When did we stop caring?

Why is this section not important to us?

Cigars, is our love for you dying?

Bill


----------



## Cigary (Oct 19, 2007)

Ditto this,,,the less we are tuned in to this the more our rights our taken away.


----------



## strider72 (Jan 25, 2009)

You know most people walk around in a haze and don't notice stuff like this. Or they are the complainers who didn't even vote. Quote unquote.. My vote ain't gonna matter... It's fixed.. 
Or they are ok with Big Brother stepping on us for the better good bs.


----------



## T_Money (Feb 25, 2007)

Most people don't even truly know why they believe what they do, given they even know what they believe in. That was supposed to be the purpose of the constitution, to keep the govt. out of crap that they shouldn't be involved in when no one but the people benefiting cared....


----------



## Tarks (Mar 3, 2009)

T_Money said:


> Most people don't even truly know why they believe what they do, given they even know what they believe in. That was supposed to be the purpose of the constitution, to keep the govt. out of crap that they shouldn't be involved in when no one but the people benefiting cared....

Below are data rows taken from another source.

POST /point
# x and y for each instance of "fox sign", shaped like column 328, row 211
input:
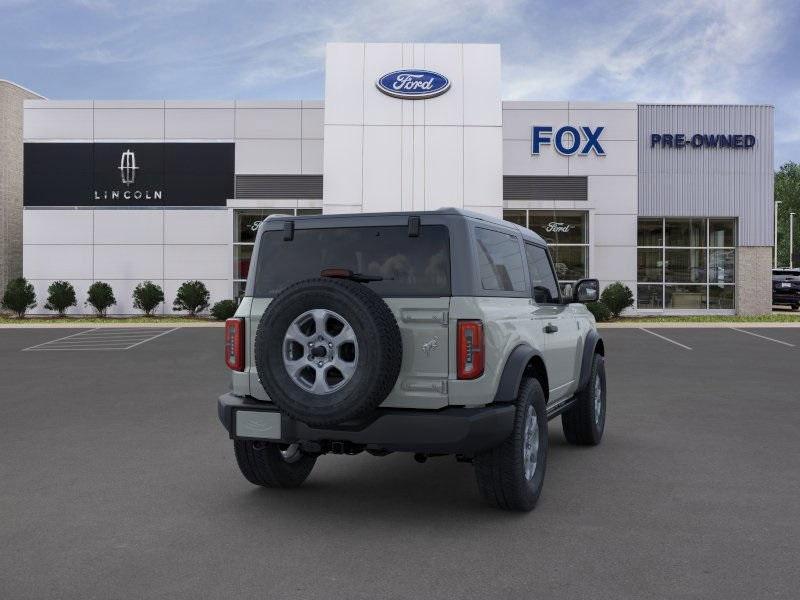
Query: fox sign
column 568, row 140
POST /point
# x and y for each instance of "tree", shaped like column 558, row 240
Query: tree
column 19, row 296
column 147, row 296
column 617, row 297
column 101, row 297
column 60, row 296
column 192, row 296
column 787, row 191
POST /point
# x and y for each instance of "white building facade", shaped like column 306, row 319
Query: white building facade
column 673, row 201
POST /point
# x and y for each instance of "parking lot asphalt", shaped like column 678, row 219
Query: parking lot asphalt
column 117, row 481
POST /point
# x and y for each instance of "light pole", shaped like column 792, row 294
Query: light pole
column 777, row 203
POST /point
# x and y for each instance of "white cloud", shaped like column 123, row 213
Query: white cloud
column 677, row 50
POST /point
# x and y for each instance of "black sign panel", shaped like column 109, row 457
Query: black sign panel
column 128, row 174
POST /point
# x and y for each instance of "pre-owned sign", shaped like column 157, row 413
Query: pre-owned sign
column 702, row 140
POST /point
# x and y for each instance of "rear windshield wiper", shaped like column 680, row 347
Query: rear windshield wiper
column 337, row 273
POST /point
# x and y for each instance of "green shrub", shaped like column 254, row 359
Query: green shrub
column 192, row 296
column 617, row 297
column 19, row 297
column 101, row 297
column 224, row 309
column 147, row 296
column 600, row 311
column 60, row 296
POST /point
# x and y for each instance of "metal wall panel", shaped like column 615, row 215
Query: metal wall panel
column 708, row 182
column 545, row 188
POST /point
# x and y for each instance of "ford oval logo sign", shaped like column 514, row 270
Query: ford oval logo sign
column 413, row 84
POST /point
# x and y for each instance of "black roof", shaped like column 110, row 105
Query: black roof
column 459, row 212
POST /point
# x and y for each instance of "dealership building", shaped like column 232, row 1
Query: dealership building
column 674, row 200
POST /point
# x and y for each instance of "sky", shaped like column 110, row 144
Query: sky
column 716, row 51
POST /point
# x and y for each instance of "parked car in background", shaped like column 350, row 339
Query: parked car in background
column 786, row 287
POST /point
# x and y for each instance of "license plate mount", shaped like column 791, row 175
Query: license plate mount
column 258, row 424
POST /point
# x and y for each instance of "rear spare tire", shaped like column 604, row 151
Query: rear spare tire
column 328, row 351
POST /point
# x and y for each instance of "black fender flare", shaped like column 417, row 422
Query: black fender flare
column 593, row 339
column 510, row 380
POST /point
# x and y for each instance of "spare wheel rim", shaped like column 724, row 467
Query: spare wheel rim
column 320, row 351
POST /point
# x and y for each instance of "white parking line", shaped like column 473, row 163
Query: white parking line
column 59, row 339
column 763, row 337
column 97, row 339
column 152, row 338
column 665, row 338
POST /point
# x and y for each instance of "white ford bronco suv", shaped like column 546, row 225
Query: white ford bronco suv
column 436, row 333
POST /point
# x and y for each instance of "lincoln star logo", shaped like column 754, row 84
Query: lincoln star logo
column 127, row 173
column 430, row 345
column 413, row 84
column 127, row 167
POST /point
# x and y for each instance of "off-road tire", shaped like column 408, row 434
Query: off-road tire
column 262, row 464
column 380, row 351
column 581, row 424
column 501, row 471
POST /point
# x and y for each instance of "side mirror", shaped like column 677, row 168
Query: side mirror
column 586, row 290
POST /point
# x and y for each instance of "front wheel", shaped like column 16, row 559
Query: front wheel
column 273, row 465
column 584, row 423
column 511, row 475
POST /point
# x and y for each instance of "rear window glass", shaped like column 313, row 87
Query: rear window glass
column 500, row 261
column 410, row 266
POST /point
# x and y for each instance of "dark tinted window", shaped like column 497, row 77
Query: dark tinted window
column 410, row 266
column 499, row 261
column 543, row 281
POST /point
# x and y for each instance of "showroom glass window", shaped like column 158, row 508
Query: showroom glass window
column 246, row 224
column 566, row 233
column 687, row 264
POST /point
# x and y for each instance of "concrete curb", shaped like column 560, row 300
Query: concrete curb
column 79, row 325
column 691, row 325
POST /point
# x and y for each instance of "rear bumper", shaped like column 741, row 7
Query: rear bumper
column 451, row 430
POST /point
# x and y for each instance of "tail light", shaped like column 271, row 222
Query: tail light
column 470, row 349
column 234, row 344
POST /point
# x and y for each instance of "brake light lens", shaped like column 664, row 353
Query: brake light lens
column 470, row 349
column 234, row 344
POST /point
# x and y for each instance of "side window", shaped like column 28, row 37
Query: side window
column 500, row 261
column 543, row 281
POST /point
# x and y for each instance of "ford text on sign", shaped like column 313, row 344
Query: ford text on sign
column 413, row 84
column 568, row 140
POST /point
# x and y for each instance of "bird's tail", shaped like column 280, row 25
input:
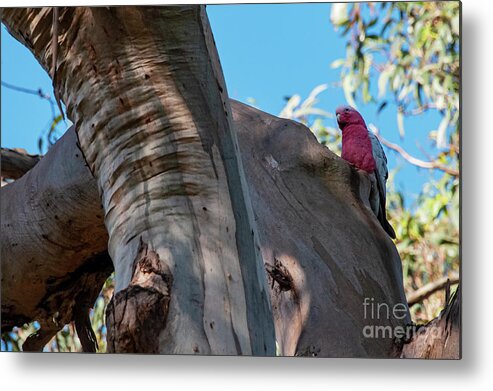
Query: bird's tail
column 382, row 214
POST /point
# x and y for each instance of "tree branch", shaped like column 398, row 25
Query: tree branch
column 428, row 289
column 417, row 162
column 16, row 162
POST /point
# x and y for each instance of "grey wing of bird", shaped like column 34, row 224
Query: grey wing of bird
column 381, row 173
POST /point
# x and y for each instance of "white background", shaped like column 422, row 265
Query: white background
column 474, row 371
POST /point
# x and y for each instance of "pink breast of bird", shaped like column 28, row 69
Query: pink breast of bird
column 357, row 149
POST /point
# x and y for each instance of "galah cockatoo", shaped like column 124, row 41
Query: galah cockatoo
column 362, row 149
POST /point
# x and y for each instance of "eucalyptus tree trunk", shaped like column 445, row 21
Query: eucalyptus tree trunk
column 145, row 91
column 324, row 251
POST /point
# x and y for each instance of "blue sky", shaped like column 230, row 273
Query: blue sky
column 268, row 52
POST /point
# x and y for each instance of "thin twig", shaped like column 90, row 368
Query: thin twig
column 16, row 162
column 37, row 92
column 417, row 162
column 427, row 290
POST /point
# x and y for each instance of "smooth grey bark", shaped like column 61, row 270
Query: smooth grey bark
column 53, row 244
column 144, row 87
column 324, row 249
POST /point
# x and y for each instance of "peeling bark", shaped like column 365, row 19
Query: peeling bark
column 139, row 312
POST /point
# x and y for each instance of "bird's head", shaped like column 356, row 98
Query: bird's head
column 346, row 115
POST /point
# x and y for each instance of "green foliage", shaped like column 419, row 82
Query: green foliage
column 405, row 56
column 66, row 340
column 410, row 50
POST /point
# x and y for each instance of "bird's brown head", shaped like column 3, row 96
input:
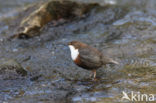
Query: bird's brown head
column 76, row 44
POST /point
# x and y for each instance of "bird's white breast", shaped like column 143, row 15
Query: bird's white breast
column 74, row 52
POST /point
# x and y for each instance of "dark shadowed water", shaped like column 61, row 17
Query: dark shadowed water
column 125, row 30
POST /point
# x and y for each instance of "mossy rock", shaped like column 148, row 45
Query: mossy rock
column 11, row 65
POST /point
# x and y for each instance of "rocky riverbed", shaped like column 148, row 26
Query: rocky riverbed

Wow. You must be a politician! :lolat:


----------



## fiddlegrin (Feb 8, 2009)

Thank you Bill for "ringing the bell"!

What we need is for the goverment _OF_ the Cigars, _BY_ the Cigars and_ FOR_ the Cigars, to be given BACK _TO_ the Cigars! ..:anim_soapbox:

Sincerely, _Dafiddla_


----------



## LibertyToad (Jul 27, 2008)

T_Money said:


> Most people don't even truly know why they believe what they do, given they even know what they believe in. That was supposed to be the purpose of the constitution, to keep the govt. out of crap that they shouldn't be involved in when no one but the people benefiting cared....


Ouch. Sad, but very, very true.

Americans used to value freedom, now they value government handouts and freebies more. I'm sad at what we've become....


----------



## Legion (Jul 9, 2006)

Agreed, a good way to remind us to pay attention.
I wonder if their is a national news letter on Cigar legislation that could be emailed out.


----------



## beaglepower (Apr 18, 2009)

Ron Paul is a strict constitutionalist. 

There is a reason why so many countries model their constitution have the United States', and it's because it just that da** good. 

I believe their is a reason why the Founding Father wanted to limit and power of the federal government and we're seeing it today.

Who else thinks the swine flu "epidemic" is being blown way out proportion by the media?


----------



## slyder (Mar 17, 2009)

beaglepower said:


> Ron Paul is a strict constitutionalist.
> 
> There is a reason why so many countries model their constitution have the United States', and it's because it just that da** good.
> 
> ...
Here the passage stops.